Dentmon's metamorphosis

Justin Dentmon has a new body. The oft-criticized junior guard wrapped up open gym session at Hed Ed with a sweeping left handed lay-in and strolls off the court dripping in sweat, a big grin sweeping across his face.

Dentmon is a new player – or at least he looks like one.

"I've only dropped 3 pounds," he told Dawgman.com recently. "But I'm a lot more cut up. It looks like I lost more, but it's because I've lost a lot of body fat and added muscle."

After slogging through a frustrating season in 2006-07, the Carbondale, Ill. native admitted he was probably a little bigger than he should have been.

"Last year I was more buff," he said. "Now I'm more toned."

As the primary ball handler, Dentmon visibly struggled at times under the slower pace of last years team. As a result he became the fall guy for many fans and media members who needed somebody to blame for a disappointing season.

Finally he stopped listening.

"I didn't listen to it much because I knew it would make me mad," he explained, with a forgiving smile. "Once I heard a little of it I pretty much tuned it out."

Dentmon is a big enough man to shoulder the blame, even if much of it was undeserved. In reality, a fact lost on most people is that Washington's perimeter defense - which bordered for much of the season on lousy - was more to blame than Dentmon's turnovers. Coach Lorenzo Romar's system isn't overly complex, but it requires a fanatical focus on perimeter defense to create fast-break opportunities, with superbly athletic wings like Joel Smith, Tim Morris and Quincy Pondexter - for example - to finish them. Last season there was little pressure on the perimeter and the wings were nowhere to be found. Smith was injured for the entire season, Morris had to sit out a year due to his transfer from Stanford, and Pondexter - only in his first year - was still trying to find his rhthym.

The coming season will be different.

"I've been training a lot on pushing the ball to get my conditioning up," Dentmon shared. "I'm pushing the ball every time I get it."

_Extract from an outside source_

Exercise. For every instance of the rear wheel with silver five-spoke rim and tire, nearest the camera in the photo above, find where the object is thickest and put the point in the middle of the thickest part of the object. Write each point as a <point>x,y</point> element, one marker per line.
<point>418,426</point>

He is not alone. Adding Morris and Smith into the available lineup should take care of many of the team's deficiencies on the wing.

"Everyone is feeling it," Justin explained. "We're working out on our own, running and trying to get in shape. I think everybody is just trying too move forward."

After freshman Spencer Hawes made his decision to enter the NBA draft, Dentmon immediately knew that the team would return to the blistering tempo that characterized Husky teams of year's past. "We've never had a post player like Spencer before," he said. "So we changed up our game a little bit, but now we're back on our grind and we're going to be doing a lot more running this year."

Conditioning hasn't been the only part of Dentmon's game that he's focused on this off-season. Renewing his commitment to the team and himself has taken several forms. "I've been working hard on my jump shot," he said. "I've been coming in late at night all by myself or with a friend and just practice my jumper."

He's also ready to make believers out of Husky fans again.

"I think the way Aaron Brooks turned it up last year is a good example of what I'm going to do," he explained. "He struggled pretty bad for a couple of years ago but came back and really surprised a lot of people. It just shows that anything can happen if you're committed to working hard."

Now that the incoming freshmen (Matthew Bryan-Amaning, Darnell Gant and Justin Holiday) have arrived on campus, Dentmon is doing his best to help them adjust. "I smile because the years pass by so quickly," he said, with a wizened grin. "It seems like just yesterday I was a freshman and now these guys are doing the same freshman things that I did." And he laughed at what he knows is in store for them.

"I keep telling them that they have a whole new world in store once practice starts," he added. "They say they like being in the gym now, but they're going to be sore, icing constantly, and saying, ‘Man, give me a break.'

"I tell them rebounding and defense are the things that the coaches really want us to focus on and if you do that, the rest will take care of itself. I've been trying really hard to set an example, but you can only do so much and they are only going to take in what they want to take in."

As for the coming season, there are a couple of dates in particular that Dentmon is looking forward to. "I'm circling Washington State, cause I've never beaten them and I want to kick that," he said, without hesitation. "I'm really pretty much circling every game though because the whole team has something to prove and we're ready to move forward from last year."

But for now, the re-energized junior is content enjoying the off-season and taking advantage of going against some of the finest ball players on the planet every day in open gym, while reconnecting with old friends. "There aren't many people that ever get to play with an NBA guy so you really try to go at them and get better and play D (efense)," Dentmon said.

"Bobby (Jones) stays with me from time to time. Any time he comes into town he pays for dinner, so he's welcome to come stay with me anytime he wants."

Not only is Dentmon getting older, but he's getting wiser as well.